Task structure
Before defining a new task in OpenProblems, it’s important to understand the typical structure of an OpenProblems task (Figure 1).
A task typically consists of a data processors, methods, control methods and metrics. Each component has a well-defined input-output interface, for which the file formats in the resulting AnnData are also described.
File and component formats
Path: src/api
This folder contains task-specific file formats and component interfaces. More specifically:
file_*.yaml
: File format specifications for the task.comp_*.yaml
: Component interface specifications for the task.
Data processors
Path: src/data_processors
This folder contains components that transforms a common dataset into task-specific dataset objects. The data processor component has been proided by default. In supervised tasks, this component will usually output a solution, a training dataset and a test dataset. In unsupervised tasks, this component usually output a solution and a masked dataset.
Methods
Path: src/methods
This folder contains method components. Each method component outputs a prediction given the training and test datasets (when applicable).
Control methods
Path: src/control_methods
This folder contains control methods for the task. These components have the same interface as the regular methods but also receive the solution object as input. It serves as a starting point to test the relative accuracy of new methods in the task, and also as a quality control for the metrics defined in the task. A control method can either be a positive control or a negative control, which set a maximum and minimum threshold for performance, so any new method should perform better than the negative control methods and worse than the positive control method.

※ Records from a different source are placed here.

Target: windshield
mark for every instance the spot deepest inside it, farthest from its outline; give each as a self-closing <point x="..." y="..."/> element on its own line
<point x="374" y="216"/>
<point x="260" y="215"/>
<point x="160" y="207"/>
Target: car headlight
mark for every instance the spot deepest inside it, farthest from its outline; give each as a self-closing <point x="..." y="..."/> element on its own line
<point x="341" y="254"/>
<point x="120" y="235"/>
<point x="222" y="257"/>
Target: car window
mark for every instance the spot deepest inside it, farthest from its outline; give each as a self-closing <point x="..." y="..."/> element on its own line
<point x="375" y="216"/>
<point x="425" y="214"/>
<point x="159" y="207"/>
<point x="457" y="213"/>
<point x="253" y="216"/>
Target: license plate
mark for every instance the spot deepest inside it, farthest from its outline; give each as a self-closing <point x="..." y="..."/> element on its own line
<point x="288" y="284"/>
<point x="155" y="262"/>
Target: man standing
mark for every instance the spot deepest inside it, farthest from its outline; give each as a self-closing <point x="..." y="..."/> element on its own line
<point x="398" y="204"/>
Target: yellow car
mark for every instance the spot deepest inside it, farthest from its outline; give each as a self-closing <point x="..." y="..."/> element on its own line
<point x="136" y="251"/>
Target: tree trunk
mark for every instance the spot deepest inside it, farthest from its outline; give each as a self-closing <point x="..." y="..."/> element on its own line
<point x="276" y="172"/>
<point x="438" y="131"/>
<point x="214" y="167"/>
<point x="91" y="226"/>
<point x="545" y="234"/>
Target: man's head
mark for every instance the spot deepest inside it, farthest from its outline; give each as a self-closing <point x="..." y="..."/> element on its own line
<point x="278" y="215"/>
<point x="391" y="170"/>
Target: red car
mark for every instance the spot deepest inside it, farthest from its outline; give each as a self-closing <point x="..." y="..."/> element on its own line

A positive control is a method where the expected results are known, thus resulting in the best possible value for any metric outcome measure.
A negative control is a simple, naive, or random method that does not rely on any sophisticated techniques or domain knowledge.
Metrics
Path: src/metrics
This folder contains metric components. Each metric component outputs one or more metric results given a solution object and a method output object.
Benchmarking pipeline
Path: src/workflows
This folder contains a Nextflow workflow defining the benchmarking workflow for this task.